The new technology also has costs associated with it. For example, a soybean producer will pay approximately $10 more per acre for seed that is dicamba tolerant. The low volatility dicamba will cost approximately $10-$12 per acre for each application of the chemical. There are other costs such as having to rinse sprayer tanks. It is recommended that farmers use between 500 to 1,000 gallons to rinse their sprayers to eliminate the chance that any dicamba is still in the sprayer. There is also the added inconvenience of waiting for the right wind speed, using special sprayer tips, making sure the temperature is within a certain range, not being able to tank mix, and documenting everything you do. It is these extra steps that may cause some producers to cut corners to save time and money. This is how the stewardship of these new herbicides could become compromised and create additional risk for Tennessee farmers.
In reality, the true risk with this new technology is farmers’ attitudes toward the technology and how they use it. Over the past few weeks, UT Extension has held various crop production meetings and three perspectives towards the dicamba tolerant cotton and soybean technology have prevailed at each meeting. First, some farmers intend to use the new dicamba tolerant hybrids along with spraying the low volatility dicamba to try to better control pigweeds. Second, some producers intend to plant dicamba tolerant hybrids as a defense mechanism to ensure that their crop is not damaged by any dicamba drift from neighboring farmers. Finally, some producers feel that the dicamba tolerant seed and low volatility dicamba technology has been forced upon them. These growers feel like they have no say in the matter and refuse to use the technology in their operation. As a result, the attitude of some is that they will sue anyone that damages their crop with dicamba drift. In 2016, there were several headlines of producers having conflicts with neighboring producers over the issue of dicamba drift. The goal of the agricultural community should be to prevent these type of occurrences from happening again in 2017.
In 2017, farmers will need to communicate with their neighboring producers of what they intend to plant. In addition to that, producers will need to adhere to the label of the low volatile dicamba so that the technology will continue to be available and to reduce the likelihood of damaging any neighboring crops. A simple phone call to a neighboring grower could help you reduce your production risk.
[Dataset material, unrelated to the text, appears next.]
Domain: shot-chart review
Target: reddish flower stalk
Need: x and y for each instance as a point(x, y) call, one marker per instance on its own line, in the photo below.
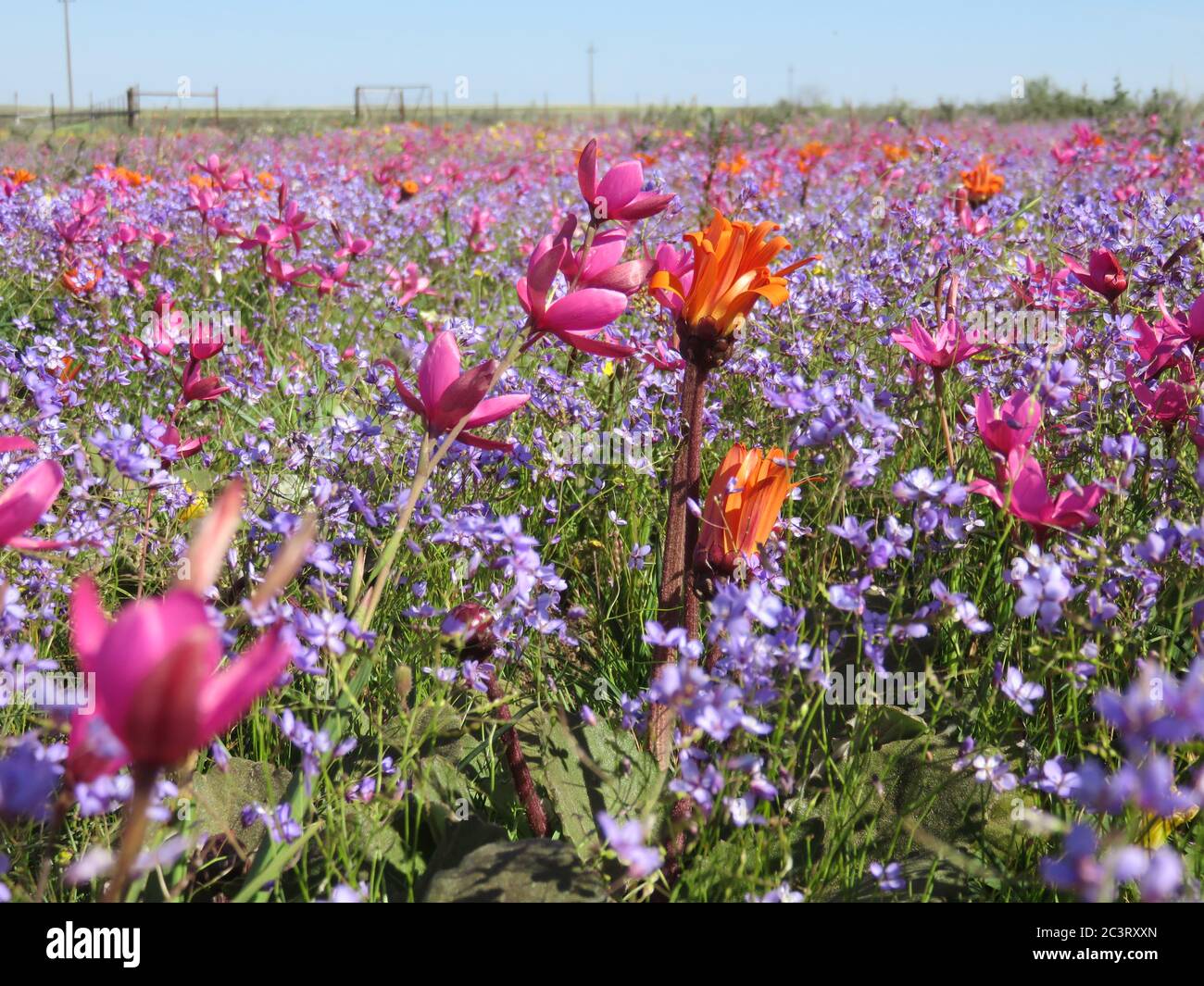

By knowing what others’ planting intentions are, you can better manage what seed varieties you plant in fields that could be exposed to dicamba drift. Farmers that are proactive in finding out if their crops are near fields with dicamba tolerant hybrids are indeed managing their production risk. Not only are farmers reducing their production risk, they are likely salvaging a relationship with their neighboring farmers. Even though neighboring farmers are your competition, oftentimes they are friends and can even be family. If a simple phone call can help you protect your crops, then why would you not communicate your planting intentions with neighboring farmers? By doing so, you are taking one less risk off of the table.